Incidentally, many sketches show screws fixing parts together. In reality, early clocks (broadly speaking) used wedges/pins; screws only became common around 1550.

Oscillator revolution

In the 17th century, instrument precision improved dramatically, from drifts of around 15 minutes to only a few seconds. Precision became high enough that English clockmaker Daniel Quare (1649-1724) finally added a minute hand at century's end.

Without getting trapped in deep horological technique, our study of mechanical-clock precision evolution ends after this “oscillator revolution”.

It begins in 1583 when Galileo, according to his first biographer Vincenzo Viviani, formulated pendulum isochronism after observing a swinging chandelier in Pisa Cathedral: oscillation duration depends only on pendulum length, not amplitude.

Galileo Galilei (1564-1642)
Portrait of Galileo Galilei by Justus Sustermans, between 1636 and 1640
Portrait of Galileo Galilei by Justus Sustermans, between 1636 and 1640 Justus Sustermans, Public domain, via Wikimedia Commons

No introduction needed for Galileo. We simply avoid writing pages of biography. Born in Pisa, this major physicist and astronomer made many discoveries in mechanics and astronomy.

He greatly improved the telescope, supported Earth's motion, invented a thermometer, hydrostatic balance and proportional compass, and established laws of falling bodies. For us here, he discovered pendulum laws.

In 1638, he published pendulum theory and asked his son to build a weight-and-pendulum clock he had designed. Unfortunately, the son died the following year.

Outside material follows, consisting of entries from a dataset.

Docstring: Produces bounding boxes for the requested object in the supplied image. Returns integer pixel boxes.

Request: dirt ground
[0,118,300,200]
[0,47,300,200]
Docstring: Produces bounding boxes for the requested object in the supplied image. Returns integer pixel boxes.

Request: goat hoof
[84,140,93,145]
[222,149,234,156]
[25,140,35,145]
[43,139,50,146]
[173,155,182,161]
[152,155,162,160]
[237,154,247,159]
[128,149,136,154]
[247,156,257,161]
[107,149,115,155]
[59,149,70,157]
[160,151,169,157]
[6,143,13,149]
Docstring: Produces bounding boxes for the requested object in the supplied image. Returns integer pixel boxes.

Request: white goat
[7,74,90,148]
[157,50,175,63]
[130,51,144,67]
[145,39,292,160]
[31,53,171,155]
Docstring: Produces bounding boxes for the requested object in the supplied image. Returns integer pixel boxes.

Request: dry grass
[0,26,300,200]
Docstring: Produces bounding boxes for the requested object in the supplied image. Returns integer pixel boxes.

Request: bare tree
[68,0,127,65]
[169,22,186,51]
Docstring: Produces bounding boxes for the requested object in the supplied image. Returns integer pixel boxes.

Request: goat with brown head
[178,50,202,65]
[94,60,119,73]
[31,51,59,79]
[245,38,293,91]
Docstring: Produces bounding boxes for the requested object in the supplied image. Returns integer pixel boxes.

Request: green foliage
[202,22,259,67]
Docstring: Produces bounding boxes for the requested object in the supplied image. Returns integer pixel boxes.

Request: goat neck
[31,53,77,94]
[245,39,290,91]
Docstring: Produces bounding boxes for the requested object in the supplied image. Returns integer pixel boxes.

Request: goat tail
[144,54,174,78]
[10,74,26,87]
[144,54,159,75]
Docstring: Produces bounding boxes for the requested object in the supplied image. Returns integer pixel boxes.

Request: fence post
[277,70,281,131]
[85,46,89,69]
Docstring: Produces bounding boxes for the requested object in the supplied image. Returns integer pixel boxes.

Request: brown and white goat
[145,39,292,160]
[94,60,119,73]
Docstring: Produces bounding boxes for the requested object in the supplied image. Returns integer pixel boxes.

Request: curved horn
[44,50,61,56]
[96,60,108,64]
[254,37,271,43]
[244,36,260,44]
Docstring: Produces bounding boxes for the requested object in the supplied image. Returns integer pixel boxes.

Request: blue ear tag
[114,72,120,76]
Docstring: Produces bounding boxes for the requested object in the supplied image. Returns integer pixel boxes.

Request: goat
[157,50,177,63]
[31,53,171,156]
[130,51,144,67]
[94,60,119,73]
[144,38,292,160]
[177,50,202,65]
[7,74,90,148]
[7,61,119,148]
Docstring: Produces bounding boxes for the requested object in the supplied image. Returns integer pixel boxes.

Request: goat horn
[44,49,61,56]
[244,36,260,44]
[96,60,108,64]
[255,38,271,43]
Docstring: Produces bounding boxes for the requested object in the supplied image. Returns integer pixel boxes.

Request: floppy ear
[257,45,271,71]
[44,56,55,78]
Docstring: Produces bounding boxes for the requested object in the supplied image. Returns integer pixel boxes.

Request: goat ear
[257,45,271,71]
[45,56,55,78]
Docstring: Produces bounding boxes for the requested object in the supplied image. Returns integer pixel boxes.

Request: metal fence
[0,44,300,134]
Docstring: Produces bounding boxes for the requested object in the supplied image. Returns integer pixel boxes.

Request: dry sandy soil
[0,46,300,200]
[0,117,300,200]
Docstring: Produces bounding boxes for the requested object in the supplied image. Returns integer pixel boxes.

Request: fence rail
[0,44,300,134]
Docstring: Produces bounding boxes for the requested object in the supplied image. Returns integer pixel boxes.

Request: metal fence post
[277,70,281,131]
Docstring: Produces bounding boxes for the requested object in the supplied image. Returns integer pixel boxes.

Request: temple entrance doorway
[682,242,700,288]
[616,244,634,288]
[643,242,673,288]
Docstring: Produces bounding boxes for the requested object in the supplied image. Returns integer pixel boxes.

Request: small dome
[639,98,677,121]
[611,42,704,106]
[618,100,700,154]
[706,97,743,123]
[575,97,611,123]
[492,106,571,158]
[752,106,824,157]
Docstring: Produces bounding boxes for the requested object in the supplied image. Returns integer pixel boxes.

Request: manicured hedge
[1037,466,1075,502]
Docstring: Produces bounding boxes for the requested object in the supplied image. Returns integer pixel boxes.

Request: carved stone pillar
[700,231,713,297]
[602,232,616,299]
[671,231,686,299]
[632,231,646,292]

Shown here is the drawing made by Galileo's son from his father's dictation, the basis for that intended clock.

Plan of Galileo's clock, made by Vincenzo Viviani (1622-1703), his biographer and friend.
Plan of Galileo's clock, made by Vincenzo Viviani (1622-1703), his biographer and friend. © The Board of Trustees of the Science Museum
Model of the clock made by Eustachio Porcellotti in Florence, Italy, in 1883.
Model of the clock made by Eustachio Porcellotti in Florence, Italy, in 1883. © The Board of Trustees of the Science Museum

Then enters Christiaan Huygens (1629-1695).

Christiaan Huygens (1629-1695)
Portrait of Christiaan Huygens, engraving by Jacques-Antoine Friquet de Vauroze, around 1687
Portrait of Christiaan Huygens, engraving by Jacques-Antoine Friquet de Vauroze, around 1687 Rijksmuseum, CC0, via Wikimedia Commons

Born in The Hague, he studied science through Descartes' works, a friend of his father. He was first to observe a moon of Saturn (Titan), then Saturn's rotation and rings. He published rules of elastic collision.

He was a member of both the French Academy of Sciences and the Royal Society of London. For our topic, he invented the pendulum clock and the balance spring for watches.

Did he continue Galileo's work, or develop in parallel? In any case, in 1657 he commissioned clockmaker Salomon Coster to build a weight-and-pendulum clock soon simply called a pendulum clock.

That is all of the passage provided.